Assistant Professional Researcher, Department of Oral and Maxillofacial Surgery, University of California, San Francisco, CA, USA
Assistant Professional Researcher, Department of Oral and Maxillofacial Surgery, University of California, San Francisco, CA, USA.
While I was trained as a medical student in China, I became more and more interested in the complexity of nervous system. That is why I switched to neuroscience research focusing on pain instead of working as a clinical doctor when I got my M.D degree.
In order to get better research training I came to University of California San Francisco (UCSF), a world-renowned institute for neuroscience research. I started as a postdoctoral fellow and now I work as an Assistant Professional Researcher in Department of Oral and Maxillofacial Surgery. My main research interests focus on the changes of glutamate receptors in sensory ganglia (dorsal root ganglia or trigeminal ganglia) in different pain situation like neuropathic pain, opioid induced hyperalgesia and migraine. We combine multiple methods like electrophysiology, immunohistology, molecular biology, animal behaviors etc to explore the plasticity of glutamate transmission system in pain situation.

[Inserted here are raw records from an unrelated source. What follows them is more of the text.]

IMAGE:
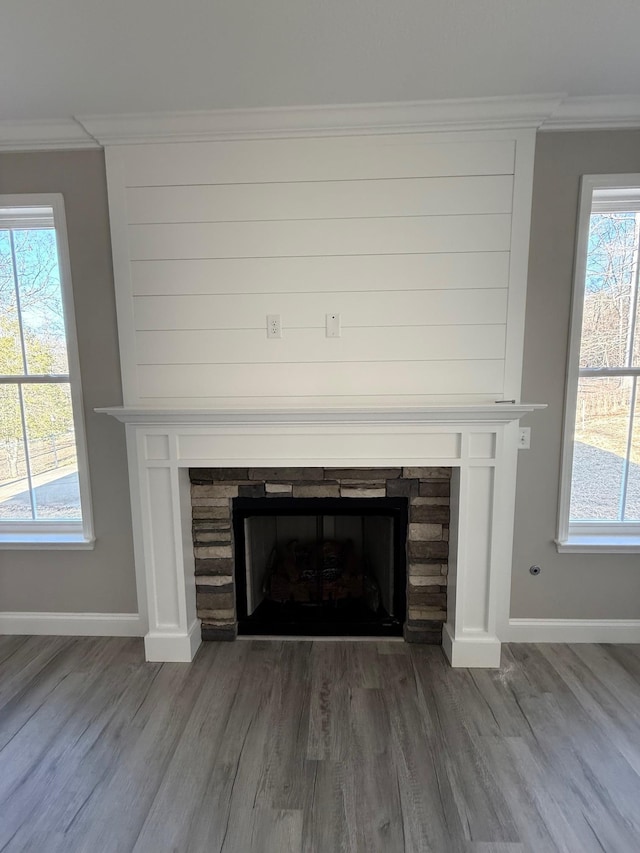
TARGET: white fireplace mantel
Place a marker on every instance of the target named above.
(479, 442)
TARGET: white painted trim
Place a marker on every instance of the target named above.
(44, 135)
(600, 112)
(73, 624)
(331, 120)
(469, 651)
(173, 647)
(518, 263)
(490, 414)
(118, 219)
(553, 112)
(571, 631)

1. Pain induced synaptic plastic changes in brain cortex
Latest concepts define that pain is not simply a sensation, and it also includes affection, emotion etc. Therefore, the high order of nervous system, such as brain cortex, is also involved in pain. Evidence from functional brain imaging studies has found that several brain regions, such as the primary somatosensory (S1), anterior cingular cortex (ACC), and hippocampus were activated in the process of pain. But it remains unclear how these brain cortices are involved. We think pain, especially pathological pain, can cause the changes of the neural activities in the brain, while the changes of synaptic plasticity are the bases of all these changes. And these might be the functional foundation for the affection or cognitional symptoms of pain. We found the activation of pyramidal neurons in brain cortex following pain stimulus. And this can be attributed to the imbalance between excitatory synaptic and inhibitory transmission. Recent studies found astrocytes in ACC could be activated by pain, and it is also known that there are GABA (gamma-aminobutyric acid) transporters (GATs) in astrocytes. I suspect these changes might contribute to the loss of inhibitory transmission after pain. By studying the synaptic changes caused by pain, we can contribute to understanding the pain mechanisms, thus helping us to control pain.
2. Cross talk between neuron and satellite glial cells in sensory ganglia.
Numerous studies have shown that there has been activation of satellite glial cells (SGCs) in DRG in the pain condition. According to our past studies, we have found that the activation of Dorsal root ganglion (DRG) neurons driven by dorsal root reflex (DRRs) is pivotal for the neurons to release the inflammatory factors. And it is also well established that neurogenic inflammation contributed a lot to the development of the chronic painful status like arthritis, migraine, etc. However, it remains less well studied that whether SGCs could modulate the development of neurogenic inflammation in this situation and how SGCs modulates the process. We are interested in the crosstalk between neurons and SGCs in pain situations. We suspect that SGCs might produce some cytokines (such as TNF alph, CCL2) to participate in the neurogenic inflammation. The mechanisms how neurons transmitted the information to SGCs, and how these cytokines affect DRG neurons remain to be studied.
3. Contribution of peripheral glutamate in nociception
The important role of glutamate in neurotransmission has been well recognized for pain. However, it remains largely unclear whether glutamate in peripheral sites like sensory ganglia, is involved in nociception. By combining multiple techniques like immunohistology and electrophysiology, we identified that glutamate is an important neurotransmitter in the sensory ganglia and also plays critical roles in nociception. For example, upregulated glutamate receptors were identified in DRG neurons in neuropathic pain and opioid induced hyperalgesia. But it is still unknown whether glutamate could be released from DRG neuron soma. We are using virus mediated fluorescent glutamate receptors and electrophysiology to how glutamate is released from neuron soma. We will also observe whether the ability of releasing glutamate can be strengthened in pain situation.